Il periodo universitario lascia il tempo che passa, ma il giovane
Cody Johnson in quel di Corpus Christi si è costruito una reputazione da countryman specialmente su di un palco, e non ha fatto breccia solo tra gli studenti perché si sa, per farsi capire nel mondo degli adulti è necessaria proprio la loro innocenza e poi il suono che è capace di farli regredire, eliminando gli schemi mentali dell’età matura, purificandone lo sguardo dai falsi sentimenti dettati dalla frenesia dell’opulenza con un mix interessante di country-rock e ballate introspettive, un lato acerbo da texano doc su cui puntare e un lato più commerciale da smussare, ma la stoffa c’è e anche il tempo.

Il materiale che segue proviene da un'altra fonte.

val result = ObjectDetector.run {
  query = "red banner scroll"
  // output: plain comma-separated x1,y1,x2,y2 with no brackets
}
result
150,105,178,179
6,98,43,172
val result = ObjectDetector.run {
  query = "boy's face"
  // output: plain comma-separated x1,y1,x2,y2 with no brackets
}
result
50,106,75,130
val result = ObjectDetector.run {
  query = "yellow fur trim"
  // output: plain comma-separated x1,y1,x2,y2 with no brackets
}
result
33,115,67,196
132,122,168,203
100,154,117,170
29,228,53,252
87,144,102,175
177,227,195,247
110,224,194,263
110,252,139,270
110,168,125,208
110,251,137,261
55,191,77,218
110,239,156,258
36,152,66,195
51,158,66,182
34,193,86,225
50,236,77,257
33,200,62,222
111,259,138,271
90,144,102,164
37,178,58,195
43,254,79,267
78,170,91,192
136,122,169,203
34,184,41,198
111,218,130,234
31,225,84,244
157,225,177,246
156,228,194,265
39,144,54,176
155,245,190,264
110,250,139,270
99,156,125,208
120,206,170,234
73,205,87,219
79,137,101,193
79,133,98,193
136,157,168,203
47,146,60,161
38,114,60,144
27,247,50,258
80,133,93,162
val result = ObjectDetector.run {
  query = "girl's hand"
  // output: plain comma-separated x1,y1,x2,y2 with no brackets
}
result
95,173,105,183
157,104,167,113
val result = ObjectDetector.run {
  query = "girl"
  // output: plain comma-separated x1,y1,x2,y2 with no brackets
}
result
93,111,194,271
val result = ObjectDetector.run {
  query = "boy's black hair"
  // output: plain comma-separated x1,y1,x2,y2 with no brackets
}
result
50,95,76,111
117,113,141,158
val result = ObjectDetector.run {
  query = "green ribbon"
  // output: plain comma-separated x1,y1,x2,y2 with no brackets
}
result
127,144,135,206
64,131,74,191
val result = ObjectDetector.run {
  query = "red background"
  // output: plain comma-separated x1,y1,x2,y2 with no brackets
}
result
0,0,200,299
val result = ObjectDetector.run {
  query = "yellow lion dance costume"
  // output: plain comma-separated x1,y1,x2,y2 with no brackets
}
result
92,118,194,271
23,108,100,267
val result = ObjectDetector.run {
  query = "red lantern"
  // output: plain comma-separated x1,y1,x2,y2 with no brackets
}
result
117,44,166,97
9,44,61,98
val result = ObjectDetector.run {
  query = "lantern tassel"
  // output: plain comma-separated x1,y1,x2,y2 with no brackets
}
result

Suona la chitarra fin da ragazzino nella casa di Huntsville, dove in un cassetto nasconde almeno un centinaio di canzoni scritte, per una famiglia di musicisti non è poi tanto (sulla carta, perché è toccato a Cody muovere il primo passettino per tentare di vivere della sua musica). Le acque le ha smosse a tal punto da convincere il padre a suonare il basso nel primo abbozzo di band nel 2006, in un progetto che ha portato alla luce un disco
Black & White Label ma mancava un solido chitarrista, così Matt Rogers ha chiarito definitivamente le prospettive della
Cody Johnson band.
Sotto la guida e l’esperienza di Keith Davis hanno registrato ad Austin questo esordio,
Six Strings One Dream, liberi di sbizzarrirsi, i ragazzi hanno arrangiato e improvvisato per giornate intere e Six Strings One Dream sa come farsi voler bene. Bella voce, melodia e ritmo li mette in piazza fin dal brioso inizio di
Another Try e con le gradevolissime
Pretend e
I'm Not Responsible, dove entrano in gioco anche Jeff Smith alla lead guitar e il violino di Chris Whitten, e sebbene la dialettica sentimentale non decolla poi tanto, l’inusitata sensibilità d’animo spinge in su la godibilità di
Six Strings One Dream.
Il piano iniziale di
No Tears In My Eyes affonda nel dolciastro ma Cody tra le lacrime trova il modo di colorarla da texano e il lavoro duro delle fattorie nel West Texas, il sudore e la forza di
Pray for Rain restituiscono un rock splendido tipico del Lone Star State bucolico (gran duetto tra violino e telecaster che infiamma il finale). Peccato per un paio di brani più nella norma, seppur ben arrangiate (
Finally Free,
Nobody To Blame,
Seeing The Light –senz’altro la migliore), perché il finale è bello pimpante, dal country vigoroso dell’ottima
Slam The Door con la partecipazione di Brison Bursey, al bel rock selvaggio di
Texas Kind of Way.
Cody Johnson seppur troppo dedito al sentimentalismo, riesce a conferire a
Six Strings One Dream accenti di giovanile freschezza e un ritmo brioso che fa sperare per il futuro.